Fisheries Queensland worked with stakeholders to develop harvest strategies for most of Queensland’s fisheries. Fishery working groups, the Sustainable Fisheries Expert Panel and meetings with stakeholders all played an important role in identifying objectives, timeframes, indicators and reference points that formed the basis of each harvest strategy.
Harvest strategies for Queensland fisheries
Coral and marine aquarium fish fisheries
East coast inshore fishery
- East coast inshore harvest strategy (commencing from 1 September 2021)
- East coast inshore protected species management strategy (commencing from 1 September 2021)
Reef line fishery
Sea cucumber fishery
- Sea cucumber harvest strategy (commencing from 1 September 2021)
Trawl fin fish (stout whiting) fishery
- Commercial trawl fin fish (stout whiting) harvest strategy (commencing from 1 September 2021)
- Northern trawl region harvest strategy (commencing from 1 September 2021)
- Central trawl region harvest strategy (commencing from 1 September 2021)
- Southern inshore trawl region harvest strategy (commencing from 1 September 2021)
- Southern offshore trawl region harvest strategy (commencing from 1 September 2021)
- Moreton Bay trawl region harvest strategy (commencing from 1 September 2021)
Tropical rocklobster fishery
- Crayfish and tropical rocklobster harvest strategy (commencing from 1 September 2021)
How harvest strategies work
Harvest strategies provide clarity about the overall fishery objectives, fishery performance indicators, triggers for management action and appropriate management responses/decision rules.
Fishery objectives outline where we want the fishery to be from an ecological, economic and social (triple bottom line) perspective and the time frame to achieve those objectives.
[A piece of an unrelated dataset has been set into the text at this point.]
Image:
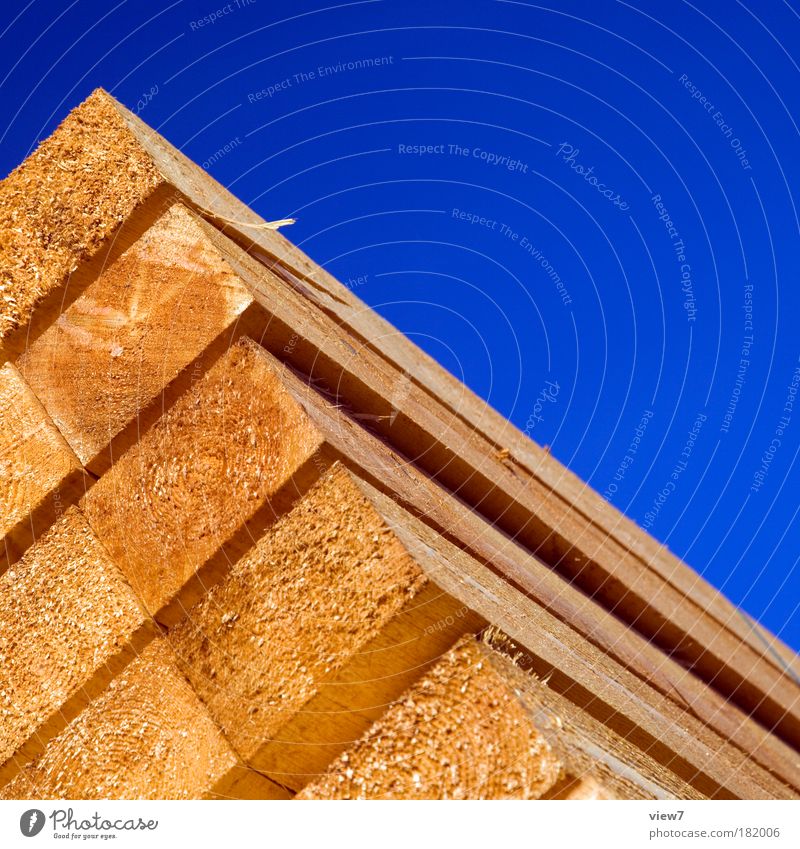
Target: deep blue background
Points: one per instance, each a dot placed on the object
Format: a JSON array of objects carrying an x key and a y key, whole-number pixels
[{"x": 515, "y": 79}]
Harvest strategies use data and information to track the performance of the fishery over time. Such sources of information are known as indicators. These include things like biomass, catch rates, protected species interactions etc.
- Reference points
- Decision rules
To translate objectives into something tangible, harvest strategies establish reference points for a fishery. Reference points describe desirable and undesirable levels of performance in the fishery.
Target Reference Points (TRP) is where we want the stock to be and describes a desirable level of performance. If a fishery is performing at or above its Target Reference Point; the fishery may be able to support additional levels of catch or fishing effort.
Trigger Reference Points (TrRP) is a point where management intervention is needed to move the fishery towards its objective. This may involve taking action to reduce the amount of catch or fishing pressure in the fishery in order to allow fish stocks to recover.
Limit Reference Points (LRP) describe the point at which the performance of the fishery is considered unacceptable and more drastic management action is immediately required. This could involve significantly reducing the level of catch or effort in the fishery or closing the fishery altogether to allow fish stocks to recover
Figure 1: Example of target and limit reference points for stock biomass.
The decision rules clearly state what pre-determined management action will be taken under certain circumstances. This usually involves adjusting (through quota, management units or bag limits etc.) the catch or fishing pressure in the fishery. By being clear about what action will be taken and when, harvest strategies help remove much of the uncertainty around how a fishery will be managed.
The Queensland Harvest Strategy Policy and Guidelines for Implementing the Queensland Harvest Strategy Policy have guided the development of the harvest strategies by the fishery working groups and Sustainable Fisheries Expert Panel.